Sekizden ona kadar, sekizden ona kadar. Lale karanlıkta el yordamıyla ilerlemeye çalışırken bir yandan da insanların ayaklarına basmamaya çalışıyordu. Sekizden ona kadar, sekizden ona kadar.

“Ne oldu tatlım.”

“Hııı”

“Yok bir şey.”

“Sekizden ona kadar bizim sıramız.”

“Tamam ileride galiba, gördüm şimdi, iki sıra ilerde.” İkisi kalabalığın arasında bebek adımlarıyla ilerleyerek koltuklarına yerleştiler. Lale devetüyü kaşmir paltosunu çıkarıp özenle katlayarak kucağına koyarken Selim onu dikkatle izliyordu.

“Ne var,”

“Hiç. Dalmışım sana bakarken.”

“Hadi çıkar montunu sıcak içerisi”

Selim Lale’den gelen komutla montunu çıkarmaya başladı, onun kadın kadar sabrı yoktu çıkardığı montu özenle katlayacak kadar. Gelişigüzel ikiye katladı, kucağına koydu. Keşke girişte vestiyere verseydik diye söylendi. Lale’ye baktı onu duymamıştı; kadın yerine oturmuş, sırtını dikleştirmiş, ipek gömleğinin boynundaki kurdeleyi düzeltiyordu. Göz kenarlarındaki kırışıklıklara takıldı gözü istemsizce. Onlar hep burada mıydı, ne zaman oluşmaya başlamıştı fark etmemişti. Kadının kızıl saçlarına baktı, tepede sıkıca toplamıştı tam da sevdiği gibi. Ateş kızılı saçlarının tonu beraberlikleri boyunca hiç değişmemişti. Surat ifadesine bakarak mutlu mu yoksa mutsuz mu olduğunu anlamaya çalıştı ama nafile, mermer gibi bembeyaz, soğuktu, tek bir ifade bile okunmuyordu. Bir zamanlar âşık olduğu kadından izler aradı o suratta, tek bir iz, bir gülüş, bir göz kırpış, belki sebepsizce akan bir gözyaşı. Lale’nin sesiyle kendine geldi.
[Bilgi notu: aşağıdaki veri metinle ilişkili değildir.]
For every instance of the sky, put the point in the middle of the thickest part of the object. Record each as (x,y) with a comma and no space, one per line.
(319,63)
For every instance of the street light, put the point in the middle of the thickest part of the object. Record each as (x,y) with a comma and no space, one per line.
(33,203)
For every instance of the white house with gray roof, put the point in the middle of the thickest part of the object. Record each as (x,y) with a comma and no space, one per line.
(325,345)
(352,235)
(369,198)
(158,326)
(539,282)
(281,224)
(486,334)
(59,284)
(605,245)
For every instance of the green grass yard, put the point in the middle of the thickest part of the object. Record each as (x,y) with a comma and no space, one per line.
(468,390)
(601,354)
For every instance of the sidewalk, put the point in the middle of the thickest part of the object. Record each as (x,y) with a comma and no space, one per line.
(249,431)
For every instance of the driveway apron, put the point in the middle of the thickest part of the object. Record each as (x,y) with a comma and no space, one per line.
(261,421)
“Şimdi başlar, ışıkları söndürdüler. Çok övdüler bu oyunu, geçen sezon bilet bulamamıştık. İyi ki erken davrandım bu sene.”
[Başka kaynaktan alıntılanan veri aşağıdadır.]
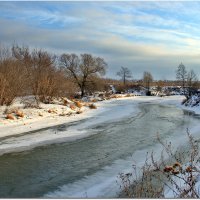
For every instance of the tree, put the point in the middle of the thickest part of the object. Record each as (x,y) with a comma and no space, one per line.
(44,79)
(83,69)
(181,75)
(147,79)
(124,73)
(191,81)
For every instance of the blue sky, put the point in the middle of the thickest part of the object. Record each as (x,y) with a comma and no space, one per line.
(150,36)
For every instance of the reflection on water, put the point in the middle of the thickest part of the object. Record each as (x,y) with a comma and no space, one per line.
(43,169)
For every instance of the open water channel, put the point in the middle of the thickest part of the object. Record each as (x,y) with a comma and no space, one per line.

“İyi ki” diyebildi Selim. Hangi oyunu seyredeceklerinden haberi yoktu. Olmasına da gerek olmadığını düşünmüştü bugüne kadar. Lale yapardı planları, ona da uymak düşerdi. Bu akşam tiyatrodayız, hafta sonu Eylemler gelecek, yazın Selinlerle tatildeyiz. Sürekli planlar, planlar, planlar. Beş yıldır plan yapmadan gittikleri tek bir etkinlik bile olmamıştı.
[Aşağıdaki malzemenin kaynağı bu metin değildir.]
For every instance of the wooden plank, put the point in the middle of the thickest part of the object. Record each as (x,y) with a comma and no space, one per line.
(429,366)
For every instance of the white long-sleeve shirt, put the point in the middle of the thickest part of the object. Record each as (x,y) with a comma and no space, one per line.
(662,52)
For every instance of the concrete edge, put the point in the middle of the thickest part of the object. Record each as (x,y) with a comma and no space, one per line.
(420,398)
“Kadın oyuncu nefismiş Sena Yüksek, şimdiden geleceğin en çok ses getirecek oyuncusu olduğunu söylüyorlar. Özellikle uzun monologta çok iyiymiş. Geçen sene başka bir oyunda izlemiştik onu hatırlarsın belki. Resmi Geçit’ti oyunun adı. Uzun yıllar sonra galiba yirmi yıl sonra birbirini bulan eski yakın arkadaşları anlatıyordu. Yirmi yıl hayatlarındaki, hayallerindeki, ülkedeki, dünyadaki gelişmeleri, değişiklikleri iki karakter üzerinden izlemiştik. İki arkadaş, iki sevgili… Kaosa sürükleniyorlardı oyunun sonunda. Bitmeyen bir girdabın içinde debelenip duruyorlardı. Güzeldi, çoğu insan beğenmese de ben beğenmiştim.” Selim’e fikrini sormamıştı, sanki kendi kendine konuşur gibi bir hali vardı. Perde açıldı ve oyun başladı. Sahneye ilk olarak biraz önce Lale’nin bahsettiği kadın oyuncu çıktı.

“Aşk, aşk nedir? Hayatından vazgeçmektir en çok, kendinden vazgeçmek, hayallerinden vazgeçmek. Durun bir dakika hayal mi dedim, hangi hayal. Aşk ve hayal aynı cümle içinde bile bulunması mümkün olmayan iki kelime. Aşk varsa hayal yok, hayal varsa aşk yok. Sen yoksun bir kere tüm bunların içinde, neredesin? Tüm hayatın ellerinden kayarken sen nereye gidiyorsun, hangi hayalin peşinden sürükleniyorsun?” sahnede oyuncu monoloğuna devam ederken Selim’in dikkati yanında oturan Lale’ye kaydı. Gözlerini sahneye dikmiş, neredeyse kırpmadan izliyordu. Göğüs kafesi her nefes alışta inip kalkıyor, tıpkı küçük bir serçe gibi hareket ediyordu. Ellerine baktı, alyansıyla oynuyordu. Yüzüğü parmağında bir ileri bir geri hareket ettiriyor, sanki sıkıştığı yerden onu özgürlüğüne kavuşturmak ister gibi bir hali vardı. Sahneyi izlemeyi bıraktı. Odağını tamamen karısının ellerine getirdi. İri kemikli parmakları sürekli bir hareket halindeydi.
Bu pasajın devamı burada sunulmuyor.